Given a two groups $G, N$ with $N$ possibly abelian. Let $g,\alpha,\beta\in G$ and $x,y\in N$. I'm interested in studying functions $f:G\times G\times N\to G$ that satisfy this functional equation (where $g^\alpha=\alpha g\alpha^{-1}$ and using multiplicative notation).
$$f(g,\beta\alpha,xy)=f(g^\alpha,\beta,x)f(g,\alpha,y)$$
In general I would like to know if:
$q1)$ This identity is known, was long investigated, or has a name;
$q2)$ it is possible to derive from this identity some more concrete property of $f$ that can help to narrow the possible set of solutions of this functional equation;
$q3)$ Is it possible to describe/classify the set of solutions $f\in \mathcal F$?
Observation 1: I want $G$ to be non-abelian because otherwise we can just take a family of group homomorphisms $\{\phi_g\}_{g\in G}:G\times N\to G$ and set $F(g,\alpha, x):=\phi_g(\alpha,x)$. The set of solutions $f\in \mathcal F$ in the case $G$ is abelian is uninteresting an isomorphic to $ {\rm Hom}(G\times N, G)^G$
I did put a lot of effort${}^\dagger$ to understand the consequences of this equation but I really don't know what I'm missing.
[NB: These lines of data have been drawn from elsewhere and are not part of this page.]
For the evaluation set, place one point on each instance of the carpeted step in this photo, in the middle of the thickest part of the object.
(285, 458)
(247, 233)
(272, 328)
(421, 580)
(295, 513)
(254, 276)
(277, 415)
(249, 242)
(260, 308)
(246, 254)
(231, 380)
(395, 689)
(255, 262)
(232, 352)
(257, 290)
In particular, if the previous is not feasible, I'd be happy to know the answer for the special case $N=\mathbb N$.
$q1^{nat}),\,q2^{nat}),\,q3^{nat})$ All the previous question but for the abelian case $N=\mathbb N$ ($G$ non-abelian).
My attempt${}^\dagger$:
The first trivial consequence is that $f(g,1_G,1_N)=1_G$. Define $f_g(\alpha,x):=f(g,\alpha,x)$. I had no luck deriving identities helpful enough to have a clue of what I'm doing: everything I got was the following
- If $g\in Z(G)$ then $f_{g}:G\times N\to G$ is a group homomorphism because for every $\alpha$ we have $g^\alpha=g$.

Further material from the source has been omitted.